External Working Groups Met to Discuss New Erasmus+ Methodologies
Minimizing barriers to the new Erasmus+ programme was the topic of discussion.
The external working group consisting of experts in vocational education, school education and informal education of young people, aims to produce a clear and comprehensible methodology for the project implementors in the new programme period of Erasmus+ (2021-2027). DZS representatives have been working on a manual with representatives from the Czech Ministry of Education, Youth and Sports (MŠMT) since last year and they are hoping it will provide understandable instructions on how to apply the programme rules in the Czech Republic, when considering Czech legislation.
Lenka Henebergová, Head of School, Vocational Education and Youth Division, met with colleagues from organizations in the vocational education field and introduced two new methodologies that are currently being prepared and that aim to minimalize administrative, legislative and other barriers in the new Erasmus+ programme period. Easier project administration for project coordinators is one of the priorities of the new Erasmus+.

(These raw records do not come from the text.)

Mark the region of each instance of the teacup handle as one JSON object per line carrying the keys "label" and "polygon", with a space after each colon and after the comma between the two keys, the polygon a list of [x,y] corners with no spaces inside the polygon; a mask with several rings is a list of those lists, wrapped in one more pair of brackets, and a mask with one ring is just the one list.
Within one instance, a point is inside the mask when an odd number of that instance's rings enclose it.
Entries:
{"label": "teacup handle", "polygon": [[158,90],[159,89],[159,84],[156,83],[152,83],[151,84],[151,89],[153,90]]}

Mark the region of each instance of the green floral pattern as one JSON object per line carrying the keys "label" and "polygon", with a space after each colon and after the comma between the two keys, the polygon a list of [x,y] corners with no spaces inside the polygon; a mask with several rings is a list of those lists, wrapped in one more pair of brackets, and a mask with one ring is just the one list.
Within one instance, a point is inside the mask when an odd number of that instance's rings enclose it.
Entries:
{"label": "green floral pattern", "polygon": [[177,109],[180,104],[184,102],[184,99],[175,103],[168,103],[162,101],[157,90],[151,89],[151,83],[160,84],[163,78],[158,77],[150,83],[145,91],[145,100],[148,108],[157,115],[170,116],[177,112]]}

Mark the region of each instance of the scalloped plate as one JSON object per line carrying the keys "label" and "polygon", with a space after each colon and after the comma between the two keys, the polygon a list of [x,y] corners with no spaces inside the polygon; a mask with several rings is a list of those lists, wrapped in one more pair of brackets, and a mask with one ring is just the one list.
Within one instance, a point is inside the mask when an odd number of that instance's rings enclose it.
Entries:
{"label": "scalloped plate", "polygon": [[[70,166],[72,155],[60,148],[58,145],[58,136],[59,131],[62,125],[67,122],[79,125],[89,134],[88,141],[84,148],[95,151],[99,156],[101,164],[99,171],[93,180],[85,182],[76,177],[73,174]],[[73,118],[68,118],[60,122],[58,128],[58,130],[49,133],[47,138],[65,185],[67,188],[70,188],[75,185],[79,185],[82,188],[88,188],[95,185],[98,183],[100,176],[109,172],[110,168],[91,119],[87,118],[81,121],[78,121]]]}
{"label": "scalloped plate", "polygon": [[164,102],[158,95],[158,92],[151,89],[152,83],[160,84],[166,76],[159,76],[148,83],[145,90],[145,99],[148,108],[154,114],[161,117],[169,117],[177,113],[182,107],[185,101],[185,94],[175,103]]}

“Apart from other news such as incorporating a broader spectrum of organisations into the programme and making it more accessible to participants with limited options, making project administration easier is an important priority of the new Erasmus+ programme. These meetings enable us to consider important contributions from representatives of organisations in vocational education and training,” says Lenka Henebergová.
A group meetings of school education representatives, as well as a meeting of informal youth education experts also took place this week.
The school education group discussion centred around the topics of supporting international activities in school during the new programme period, making information about new priorities and activities accessible to the broadest possible spectrum of schools, as well as pupil mobilities. Pupil mobility raises the question of recognition of learning results and ensuring the safety of the participants, considering their age. Group participants, DZS representatives and external experts all agreed that support from the school establishment authorities is crucial, and clear instructions on international project administration is also needed. The new DZS methodologies should help in these regards.
Informal youth education working group debated experiences with information dissemination and involvement of young people in European opportunities. An intense discussion was also held over gradual digitalisation and the offer of online activities. It seems to be increasingly difficult, yet not impossible, to motivate schools to get involved in activities beyond their education plan. According to group participants, the key is not just to time the activities wisely and connect them to subjects taught in the school, but also to approach young people with topics they are interested in, and that reflect their needs and motivation. Unified and systematic approach that will connect schools, non-profit organisations, and humanitarian organisations as well as cities representatives, in coordinating solidarity volunteer activities, could have a significant social impact and support, among others, young people with limited opportunities by tutoring them right where they live. The new methodologies being prepared by DZS promise to lighten the administration burden for project coordinators and therefore offer more opportunities to all young people groups.
During March, another meeting to discuss the new methodologies will take place, this time with MŠMT representatives.